Sie stehen in rechten Medien und Facebook-Gruppen im Verdacht, gezielt Kinder aus polnischen Familien zu reißen. Die ultrarechte Gazeta Polska Codziennie machte 2016 gar mit der Schlagzeile „Die Deutschen nehmen den Polen die Kinder weg“ auf. Das Titelbild zeigte ein Foto aus Auschwitz, Kinder hinter Stacheldraht.

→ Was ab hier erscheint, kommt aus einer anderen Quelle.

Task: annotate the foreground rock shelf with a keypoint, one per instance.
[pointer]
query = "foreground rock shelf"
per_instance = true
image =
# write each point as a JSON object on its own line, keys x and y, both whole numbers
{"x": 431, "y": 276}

Stefan Hambura vertritt polnische Eltern bei Prozessen gegen deutsche Jugendämter und gibt sich auch sonst gern als Anwalt der Polen in Deutschland. Für seinen Kampf um deren Anerkennung als Minderheit trat er sogar einmal in den Hungerstreik. Und vor einigen Jahren wollte Hambura eine polnische Partei in Deutschland gründen. Es blieb freilich bei der Ankündigung. Selbst die Deutschtürken geben ihre Stimmen deutschen Parteien, obwohl es türkische Parteien in Deutschland gibt. Warum sollten es die Deutschpolen anders halten? Trotz der Bemühungen des Herrn mit dem Zwicker und dem Schnauzer gelten die Polen in Deutschland bislang als erfolgreich integriert.
Adam Gusowski ist sich da nicht mehr so sicher.

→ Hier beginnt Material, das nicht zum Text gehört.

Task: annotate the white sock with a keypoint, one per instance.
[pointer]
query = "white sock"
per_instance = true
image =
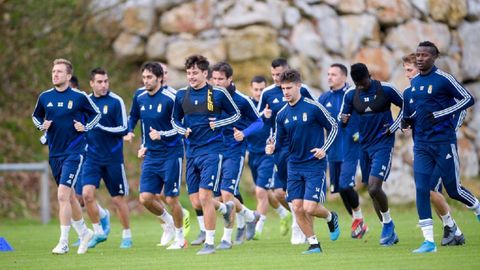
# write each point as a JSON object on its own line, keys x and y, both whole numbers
{"x": 386, "y": 218}
{"x": 260, "y": 223}
{"x": 126, "y": 233}
{"x": 357, "y": 214}
{"x": 222, "y": 209}
{"x": 312, "y": 240}
{"x": 80, "y": 227}
{"x": 97, "y": 228}
{"x": 166, "y": 217}
{"x": 329, "y": 217}
{"x": 294, "y": 218}
{"x": 281, "y": 211}
{"x": 227, "y": 235}
{"x": 476, "y": 208}
{"x": 427, "y": 228}
{"x": 209, "y": 237}
{"x": 179, "y": 235}
{"x": 64, "y": 230}
{"x": 201, "y": 223}
{"x": 240, "y": 220}
{"x": 249, "y": 215}
{"x": 447, "y": 220}
{"x": 101, "y": 211}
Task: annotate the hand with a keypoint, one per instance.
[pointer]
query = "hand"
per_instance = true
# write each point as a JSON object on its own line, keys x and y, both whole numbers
{"x": 78, "y": 126}
{"x": 267, "y": 112}
{"x": 270, "y": 147}
{"x": 345, "y": 117}
{"x": 318, "y": 153}
{"x": 187, "y": 132}
{"x": 46, "y": 124}
{"x": 154, "y": 134}
{"x": 431, "y": 118}
{"x": 141, "y": 152}
{"x": 356, "y": 136}
{"x": 238, "y": 135}
{"x": 129, "y": 137}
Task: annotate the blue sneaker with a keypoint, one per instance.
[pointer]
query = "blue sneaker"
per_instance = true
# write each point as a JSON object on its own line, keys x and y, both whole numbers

Gusowski ist so ziemlich das Gegenteil von Stefan Hambura. Schmal, nicht massig, ohne Schnauzer, sein Markenzeichen ist keine Brille, sondern sein mit Understatement vorgetragener Humor. Gusowski, von Beruf Radiojournalist, ist eines der Urgesteine des Clubs der polnischen Versager. Mit Satireshows, Partys, Lesungen und Konzerten hat der seit 2001 existierende Club das lange vorherrschende Bild der Polen in Berlin unterlaufen. Nicht mehr als schnauzbärtige Bauarbeiter oder emsige Putzfrauen galten sie plötzlich, sondern als humorvolle, leicht vertrottelte Künstler, die sogar dem Scheitern noch Positives abgewinnen können. Gusowski und seine Kompagnons haben das Stereotyp des Versagers gekapert und charmant umgedeutet. Sie haben gezeigt, dass sie erfolgreiche Piraten sind.

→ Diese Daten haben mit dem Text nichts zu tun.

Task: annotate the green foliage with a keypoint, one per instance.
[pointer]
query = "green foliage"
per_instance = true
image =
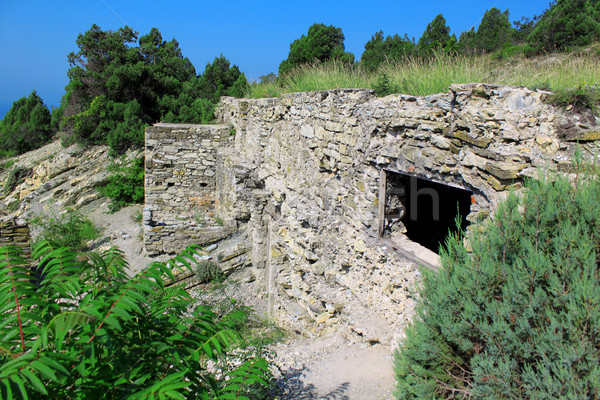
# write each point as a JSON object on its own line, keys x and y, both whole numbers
{"x": 384, "y": 86}
{"x": 25, "y": 127}
{"x": 125, "y": 185}
{"x": 436, "y": 37}
{"x": 71, "y": 229}
{"x": 519, "y": 317}
{"x": 321, "y": 44}
{"x": 494, "y": 31}
{"x": 208, "y": 271}
{"x": 82, "y": 329}
{"x": 392, "y": 48}
{"x": 583, "y": 97}
{"x": 7, "y": 164}
{"x": 117, "y": 87}
{"x": 221, "y": 79}
{"x": 566, "y": 23}
{"x": 15, "y": 177}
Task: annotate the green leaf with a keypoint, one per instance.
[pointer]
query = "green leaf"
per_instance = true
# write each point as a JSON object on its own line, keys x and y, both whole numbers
{"x": 34, "y": 380}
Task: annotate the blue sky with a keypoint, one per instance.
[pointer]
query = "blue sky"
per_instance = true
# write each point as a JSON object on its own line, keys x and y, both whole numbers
{"x": 37, "y": 35}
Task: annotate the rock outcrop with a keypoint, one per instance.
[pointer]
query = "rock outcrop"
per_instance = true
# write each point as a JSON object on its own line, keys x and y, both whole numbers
{"x": 309, "y": 178}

Und nun kapern sie die deutsche Politik. Der Vorhang zum vorerst letzten Akt der Piraterie öffnete sich am 12. Januar. Im Club der polnischen Versager in der Ackerstraße drängen sich Menschen, vorwiegend junge, Polen und Deutsche gemischt. Gusowski besteigt eine aus einem Tisch und einer Bank provisorisch zusammengestellte Bühne, hinter ihm projiziert der Beamer – ungewohnt für den Club – eine Powerpointpräsentation an die Wand. „Der Club der polnischen Versager“, hebt Gusowski an und schaut schelmisch ins Publikum, „gründet eine Partei. Die Polnische Partei Deutschlands, PPD.“ Jubel bricht aus.
Aber wissen die Partygäste eigentlich, was sie da beklatschen?
Hat der Club der polnischen Versager etwa soeben eine Satirepartei gegründet, ähnlich der Partei des Ex-Titanic-Chefredakteurs Martin Sonneborn oder der Berliner Bergpartei?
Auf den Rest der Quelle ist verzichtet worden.